Refacing Your Database, Part 1
April 5, 2016 Paul Tuohy
Note: The code accompanying this article is available for download here. In this group of three articles, I will discuss a technique for refacing a traditional DDS defined database as an SQL DDL defined database. There will be no recreation of files or recompilation of programs, and it is not as much hard work as you think it might be. The stored procedures, functions, programs, and commands used in these articles are available in the library SQLFACE, which can be downloaded here. Before I get into the nitty gritty of refacing databases, I would just like to say that I think this is a great project to give to one or more interns. So now might be a good time to reach out to a local college or university. This does not require a deep knowledge of IBM i and college kids will probably have the required database knowledge. And on to the nitty gritty. Why Reface? This is a variation of a scenario that I have seen multiple (20-plus) times over the last few years. Your company is investing in a reporting or data warehousing tool. The vendor sends a database analyst (DBA) to have a look at your database (which they were told is DB2) and see how they might use it. The DBA has never heard of an IBM i or iSeries or AS/400. The DBA sits down with you and asks to have a look at some of the main tables that will be accessed by the new tool. You fire up Run SQL Scripts (in Navigator) or Data Studio and proceed to type in: select * from sacusmas; select * from saprodmas; select * from sasalhst; The DBA’s eyebrows raise slightly at the strange table names. Then the result sets, shown in Figure 1, pop up.

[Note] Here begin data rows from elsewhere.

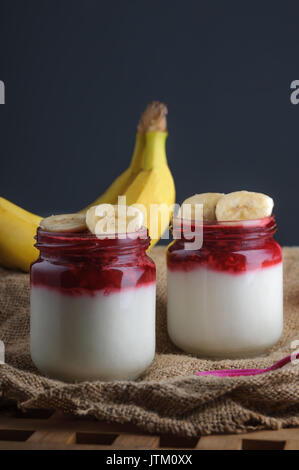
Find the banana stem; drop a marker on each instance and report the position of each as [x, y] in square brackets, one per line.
[137, 160]
[155, 150]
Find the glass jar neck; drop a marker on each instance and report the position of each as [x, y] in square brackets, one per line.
[79, 246]
[245, 232]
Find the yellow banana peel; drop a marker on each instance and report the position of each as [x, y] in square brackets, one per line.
[17, 230]
[147, 182]
[153, 189]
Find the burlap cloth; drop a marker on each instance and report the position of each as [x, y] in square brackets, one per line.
[169, 398]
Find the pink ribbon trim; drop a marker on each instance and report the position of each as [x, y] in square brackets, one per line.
[240, 372]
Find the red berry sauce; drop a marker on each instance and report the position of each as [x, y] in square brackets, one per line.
[82, 264]
[230, 248]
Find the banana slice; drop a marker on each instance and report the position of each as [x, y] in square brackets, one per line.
[208, 201]
[244, 205]
[106, 219]
[64, 223]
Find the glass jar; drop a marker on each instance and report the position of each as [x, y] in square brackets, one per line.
[226, 298]
[92, 306]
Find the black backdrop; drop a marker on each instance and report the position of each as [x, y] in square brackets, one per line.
[78, 74]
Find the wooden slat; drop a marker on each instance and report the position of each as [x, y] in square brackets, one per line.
[57, 437]
[59, 431]
[219, 443]
[292, 444]
[132, 441]
[11, 445]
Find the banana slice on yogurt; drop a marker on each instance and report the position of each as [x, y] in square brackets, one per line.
[64, 223]
[208, 202]
[244, 205]
[109, 219]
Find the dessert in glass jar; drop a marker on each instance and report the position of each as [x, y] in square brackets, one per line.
[225, 299]
[92, 300]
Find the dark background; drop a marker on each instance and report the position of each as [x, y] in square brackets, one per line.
[78, 75]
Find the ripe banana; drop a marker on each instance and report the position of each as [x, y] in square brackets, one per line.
[244, 205]
[147, 180]
[17, 229]
[153, 190]
[208, 201]
[152, 119]
[64, 223]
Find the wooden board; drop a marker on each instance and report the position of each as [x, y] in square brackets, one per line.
[43, 429]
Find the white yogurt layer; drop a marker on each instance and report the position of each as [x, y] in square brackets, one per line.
[85, 337]
[217, 314]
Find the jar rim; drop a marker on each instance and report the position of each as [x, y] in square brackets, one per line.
[250, 223]
[142, 233]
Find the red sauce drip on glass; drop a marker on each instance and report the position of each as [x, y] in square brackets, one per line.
[233, 249]
[78, 264]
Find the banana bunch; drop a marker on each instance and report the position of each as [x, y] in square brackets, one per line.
[147, 181]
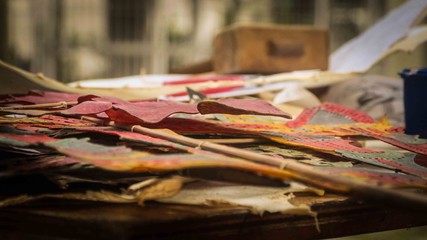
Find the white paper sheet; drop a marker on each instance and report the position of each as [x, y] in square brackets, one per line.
[362, 52]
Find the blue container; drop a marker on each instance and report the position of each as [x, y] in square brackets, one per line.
[415, 101]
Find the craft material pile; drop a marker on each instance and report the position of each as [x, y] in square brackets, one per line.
[62, 145]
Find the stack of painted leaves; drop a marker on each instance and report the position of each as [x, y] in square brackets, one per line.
[103, 148]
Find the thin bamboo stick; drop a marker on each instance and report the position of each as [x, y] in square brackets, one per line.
[42, 105]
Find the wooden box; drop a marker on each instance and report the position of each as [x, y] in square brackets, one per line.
[268, 48]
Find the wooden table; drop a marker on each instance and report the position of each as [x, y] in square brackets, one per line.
[66, 219]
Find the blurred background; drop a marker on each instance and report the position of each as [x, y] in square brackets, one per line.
[72, 40]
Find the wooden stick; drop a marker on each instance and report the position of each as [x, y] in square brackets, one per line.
[42, 105]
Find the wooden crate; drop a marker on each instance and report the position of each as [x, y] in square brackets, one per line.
[270, 48]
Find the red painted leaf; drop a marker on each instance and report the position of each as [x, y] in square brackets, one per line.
[39, 97]
[148, 112]
[240, 106]
[112, 100]
[88, 108]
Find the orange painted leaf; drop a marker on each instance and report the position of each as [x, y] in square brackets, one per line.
[240, 106]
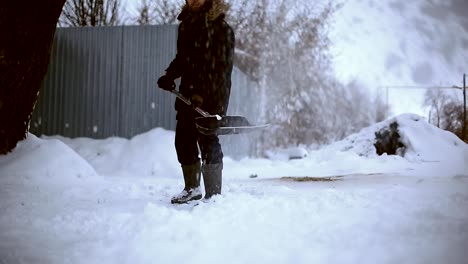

The DBA’s eyebrows are as far as they will go and their jaw is hanging agape. What is with the column names? Why do all the columns in a table start with the same two characters? And are those dates? The DBA slowly backs out of the room, returns to the office, and promptly recommends that the company invest in a proper database that can be populated from the data on the IBM i. Of course, that database runs on SQL server or Oracle or DB2 on Linux or anything except IBM i. The DBA was hoping to see you type in: select * from customers; select * from products; select * from sales_history; Hopefully the end result is something akin to the result sets shown below in Figure 2.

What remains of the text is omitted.